Macbeth was a real Scottish king, succeeding Duncan I in 1040 after defeating him in battle. But Shakespeare’s thought-provoking tragedy, one of the greatest stories in all English literature, is almost entirely fiction.
JUST before Edward the Confessor came to the English throne, two Scottish generals, Macbeth and Banquo, saved the throne of their king Duncan by repulsing a Danish invasion.*
On their way home, three witches accosted them. They told Macbeth that he would one day be a king, and Banquo that he would be a father of kings.
Macbeth wrote half-jokingly of it to his wife, but when she learned that Duncan was to visit Macbeth’s castle, she gave her husband no peace until he had agreed to help the prophecy come true.
It was quickly done: Macbeth stabbed Duncan as he slept.
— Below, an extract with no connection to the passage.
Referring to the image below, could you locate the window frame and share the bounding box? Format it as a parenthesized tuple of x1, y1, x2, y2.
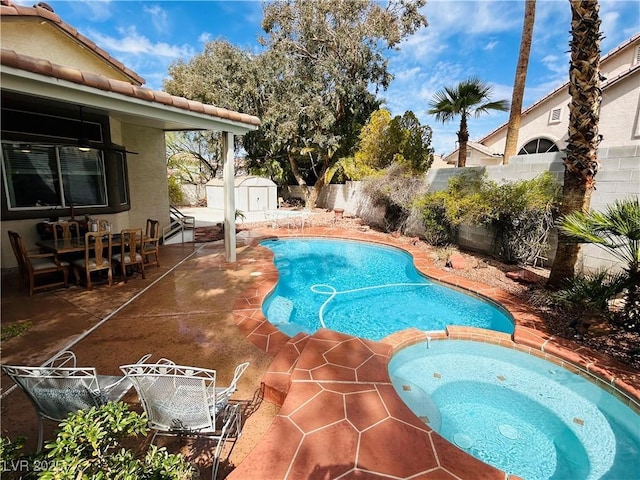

Duncan’s son Malcolm fled to England, fearing for his life, and Macbeth, the popular general, was crowned instead.
But the prophecy concerning Banquo, the ‘father of kings’, haunted Macbeth.
He hired men to murder Banquo and his son, but the boy escaped; and after Banquo’s bloodied ghost appeared accusingly at the new King’s table, Macbeth turned to the witches for counsel.
* Edward came to the English throne on 8th June, 1042. His predecessor was Harthacnut, a son of Cnut (Canute) the Great, a Danish king; Edward was followed on the throne by Harold Godwinson in 1066.